The following discussion and analysis of our financial condition and results of operations should be read together with our condensed consolidated financial statements and related notes included in this Quarterly Report on Form 10-Q and the audited financial statements and related notes included in our Annual Report on Form 10-K for the year ended December 31, 2022, which was filed with the U.S. Securities and Exchange Commission (“SEC”) on March 29, 2023.

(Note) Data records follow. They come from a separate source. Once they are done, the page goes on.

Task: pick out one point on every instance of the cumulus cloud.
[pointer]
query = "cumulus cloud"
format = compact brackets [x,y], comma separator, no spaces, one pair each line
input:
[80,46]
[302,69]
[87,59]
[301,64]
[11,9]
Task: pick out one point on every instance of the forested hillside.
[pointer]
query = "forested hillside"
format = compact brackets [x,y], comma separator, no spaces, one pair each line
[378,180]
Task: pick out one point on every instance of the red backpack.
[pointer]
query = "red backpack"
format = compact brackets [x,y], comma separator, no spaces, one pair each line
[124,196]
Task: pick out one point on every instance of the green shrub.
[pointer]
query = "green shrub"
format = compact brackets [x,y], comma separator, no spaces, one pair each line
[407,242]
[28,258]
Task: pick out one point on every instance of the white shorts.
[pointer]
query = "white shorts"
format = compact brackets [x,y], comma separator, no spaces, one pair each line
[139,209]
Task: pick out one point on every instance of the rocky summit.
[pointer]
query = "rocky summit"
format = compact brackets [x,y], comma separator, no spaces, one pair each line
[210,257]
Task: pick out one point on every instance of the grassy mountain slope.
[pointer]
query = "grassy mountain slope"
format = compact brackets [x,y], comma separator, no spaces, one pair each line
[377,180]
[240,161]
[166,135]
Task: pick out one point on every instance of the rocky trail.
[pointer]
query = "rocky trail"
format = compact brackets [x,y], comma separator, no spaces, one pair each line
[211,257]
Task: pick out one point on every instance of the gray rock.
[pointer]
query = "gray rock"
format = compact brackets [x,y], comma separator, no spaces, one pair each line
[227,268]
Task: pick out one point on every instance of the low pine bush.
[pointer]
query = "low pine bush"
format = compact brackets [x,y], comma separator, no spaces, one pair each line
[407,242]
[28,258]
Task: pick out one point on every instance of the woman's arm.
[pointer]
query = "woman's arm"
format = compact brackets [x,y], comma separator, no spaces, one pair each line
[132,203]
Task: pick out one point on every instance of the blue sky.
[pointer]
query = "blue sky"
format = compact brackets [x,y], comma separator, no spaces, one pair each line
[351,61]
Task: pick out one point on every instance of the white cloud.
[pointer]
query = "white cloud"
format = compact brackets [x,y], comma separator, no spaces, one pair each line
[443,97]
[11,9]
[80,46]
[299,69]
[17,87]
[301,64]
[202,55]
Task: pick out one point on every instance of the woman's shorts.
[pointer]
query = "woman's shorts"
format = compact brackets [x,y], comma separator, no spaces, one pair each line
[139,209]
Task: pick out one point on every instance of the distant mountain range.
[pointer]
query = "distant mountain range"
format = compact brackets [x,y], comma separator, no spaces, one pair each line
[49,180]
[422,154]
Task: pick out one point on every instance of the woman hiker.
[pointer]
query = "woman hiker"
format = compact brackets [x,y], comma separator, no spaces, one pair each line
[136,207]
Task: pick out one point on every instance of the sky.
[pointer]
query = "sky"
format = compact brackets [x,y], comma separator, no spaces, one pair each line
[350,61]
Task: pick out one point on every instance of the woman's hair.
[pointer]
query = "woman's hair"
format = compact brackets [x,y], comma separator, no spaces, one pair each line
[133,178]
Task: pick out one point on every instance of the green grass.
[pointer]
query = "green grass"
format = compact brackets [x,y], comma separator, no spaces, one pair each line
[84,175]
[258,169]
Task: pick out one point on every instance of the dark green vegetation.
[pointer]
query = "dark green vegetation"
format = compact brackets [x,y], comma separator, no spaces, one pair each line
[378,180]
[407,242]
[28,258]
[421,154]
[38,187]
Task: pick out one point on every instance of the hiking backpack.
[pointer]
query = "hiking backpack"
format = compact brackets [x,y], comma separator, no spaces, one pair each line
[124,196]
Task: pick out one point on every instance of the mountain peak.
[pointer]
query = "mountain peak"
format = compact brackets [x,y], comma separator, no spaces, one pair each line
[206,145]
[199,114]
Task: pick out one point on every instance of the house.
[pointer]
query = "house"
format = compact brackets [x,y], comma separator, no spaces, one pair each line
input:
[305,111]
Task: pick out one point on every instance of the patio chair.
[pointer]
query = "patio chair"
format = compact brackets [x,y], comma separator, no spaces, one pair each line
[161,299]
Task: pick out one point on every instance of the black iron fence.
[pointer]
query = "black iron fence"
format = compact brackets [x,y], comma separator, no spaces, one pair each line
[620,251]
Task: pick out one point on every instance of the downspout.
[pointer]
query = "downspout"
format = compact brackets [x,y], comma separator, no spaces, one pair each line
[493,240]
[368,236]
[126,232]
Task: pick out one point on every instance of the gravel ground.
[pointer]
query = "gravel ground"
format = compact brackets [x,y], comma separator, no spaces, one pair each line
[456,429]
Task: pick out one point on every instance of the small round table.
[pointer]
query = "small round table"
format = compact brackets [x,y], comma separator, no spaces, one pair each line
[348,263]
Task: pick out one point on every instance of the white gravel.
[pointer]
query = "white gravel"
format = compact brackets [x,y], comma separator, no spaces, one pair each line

This Quarterly Report on Form 10-Q contains forward-looking statements within the meaning of the federal securities laws. We make such forward-looking statements pursuant to the safe harbor provisions of the Private Securities Litigation Reform Act of 1995 and other federal securities laws. In some cases, you can identify forward-looking statements by the use of the words “believe,” “expect,” “anticipate,” “intend,” “estimate,” “project,” “will,” “would,” “could,” “should,” “may,” “might,” “plan,” “assume” and other expressions that predict or indicate future events and trends and which do not relate to historical matters. All statements other than statements of historical facts contained in this Quarterly Report on Form 10-Q, including statements regarding our future results of operations and financial position, business and commercialization strategy, products and product candidates, research pipeline, ongoing and planned preclinical studies and clinical trials, regulatory submissions and approvals, addressable patient population, research and development expenses, timing and likelihood of success, as well as plans and objectives of management for future operations, are forward-looking statements. You should not rely on forward-looking statements because they involve known and unknown risks, uncertainties and other factors, some of which are beyond our control. These risks, uncertainties and other factors may cause our actual results, performance or achievements to be materially different from our anticipated future results, performance or achievements expressed or implied by the forward-looking statements.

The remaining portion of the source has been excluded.